Bringing closure to a dispute that has stretched across generations, the Punjab and Haryana High Court has dismissed an appeal filed by the Faridabad Municipal Corporation and upheld the land ownership rights of Suresh Kumar, a successor to the original claimant in the case.
The judgment, delivered on Monday by Justice Alka Sarin, pertains to the litigation over a parcel of land which wound its way through multiple courts for over three decades.
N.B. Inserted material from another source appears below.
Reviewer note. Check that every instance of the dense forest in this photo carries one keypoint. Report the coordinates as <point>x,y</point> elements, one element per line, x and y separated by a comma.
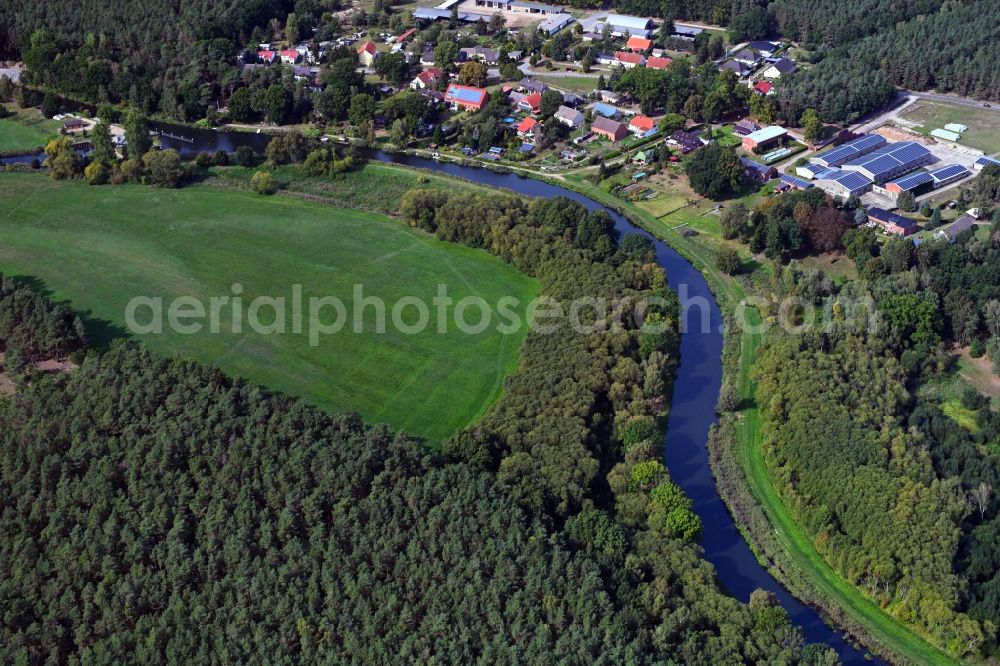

The case concerns 149 kanals and 19 marlas of land in Lakkarpur village, Faridabad. The land was originally held by Ram Chand and Har Chand, sons of Wazir, who claimed possession long before 1950. In 1986, Ram Chand sold a portion of this land—16 kanals—to Suresh Kumar through two registered sale deeds, also handing over possession. The dispute arose when the land was later shown as vested with the gram panchayat in revenue records, eventually passing to the Faridabad Complex Administration and later to the Municipal Corporation.
Kumar challenged these entries, arguing that the land was wrongly mutated in favour of the authorities despite his family’s long-standing possession. He also pointed out that Ram Chand had earlier won a similar suit against the Faridabad Complex Administration. That case, decreed in 1993 and upheld in 1994 by the district courts, survived all challenges up to the Supreme Court, which dismissed a Special Leave Petition in 2020.
Despite this legal history, the civic body once again contested the ownership of the land. In 2019, a civil judge in Faridabad, decreed the suit in favour of Kumar. The municipal corporation’s appeal was dismissed in 2020 by the additional district judge, prompting the current appeal.
In her ruling, Justice Sarin noted that the present dispute was “squarely covered” by the earlier judgment in Ram Chand’s case, which had attained finality after the Supreme Court’s dismissal of the appeal in 2020. “Therefore, the present appeal is hereby dismissed,” the court held, effectively reiterating that the matter had already been settled conclusively.
The order closes a chapter of litigation that began in the late 1980s, passing through every level of the judiciary, from trial courts in Faridabad to the high court, and ultimately the Supreme Court. For Kumar, it translates to recognition of rights over the land his family has claimed for more than half a century.